The term is employed by the president to minimize the distance between himself and likely voters. On the one hand they are "folks who..." are like him or share small town, unsophisticated values. On the other hand, terrorists, Wall Street bankers or Tea Party stalwarts generally are not described in the Obama lexicon as "folks." Ted Cruz, Jamie Dimon and Mohmar Khadaffy need not expect to be drawn under the president's "folks" umbrella.

The second set of circumstances occurs in news conferences or impromptu media or journalistic appearances. In these settings, it may seem that he had no scripted reference in mind; but rather the "folks" term simply emerged from his characteristic, staccato speaking cadence when it sometimes seems like he is searching his mental dictionary for the right word to use. At the press conference, it emerged as an informal term in seemingly off-the-cuff remarks. But really, the language-lawyer wordsmith in his brain purposefully wants to steer well clear of the other terms available.

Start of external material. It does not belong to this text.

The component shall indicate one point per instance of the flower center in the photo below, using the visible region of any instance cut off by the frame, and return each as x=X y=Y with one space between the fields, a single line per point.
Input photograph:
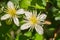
x=33 y=20
x=11 y=11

Employing such an informal, unspecific term, however, raises an obvious question: Who was tortured? President Obama's answer is "folks" -- not people, not enemies, not innocents, not suspects -- were tortured.

Breaking folks down into any subgroup for whom we may have had legal or moral responsibility when they were in detention facilities under control of our government personnel, or placing them in a larger national or ideological context, would not be prudent in the president's view. Virtually any alternative terms for categorizing precisely what human beings were subjected to terror at the hands of U.S. government operatives might carry political and legal baggage if they were employed by him to more naturally and informatively describe the subjects of the torture.

Other terms for possible grouping of torture victims have an operational connotation (e.g. detained suspects, captured Islamic jihad fighters, persons imprisoned after a battlefield conflict) or are fraught with legal questions which may someday be resolved in a negative manner against our government or its officials. Some Spanish or German magistrate ready to level war crime charges may do to President Obama what they have done to George Bush and Dick Cheney: make them very careful about the European countries they choose to visit when out of office.

Terrorists (when captured and tried) have lawyers; arrested suspects have lawyers; citizens have lawyers in American courts, non-citizens have lawyers in the courts of other nations that take seriously international laws against torture.

"Folks" don't have lawyers. There are no lawsuits entitled Folks vs. the United States of America. Folks slip into the even lower level of "just folks" where they have no specific, categorizing term and their treatment is lumped together as simply the collateral damage that can occur from conflict.

Like the use of distancing, passive voiced phrases such as "mistakes were made," employing the term "folks" provides emotional distance between the actor and the acted upon. People in positions of power gravitate toward the use of terms that evade responsibility for specific, identifiable victims. Empathy for the "tortured" or anger against the torturer is displaced by use of a nameless, faceless identifier for a human being who in normal parlance would be placed into a linguistically smaller, more precise subgroup like man/woman, citizen or even enemy. The members of such a subgroup of "folk" of course may be the subject of laws that protect from them from use of torture.

The halting, hesitant use of that term by President Obama suggests very strongly he knows that, and is being obtusely precise in his calculated imprecision.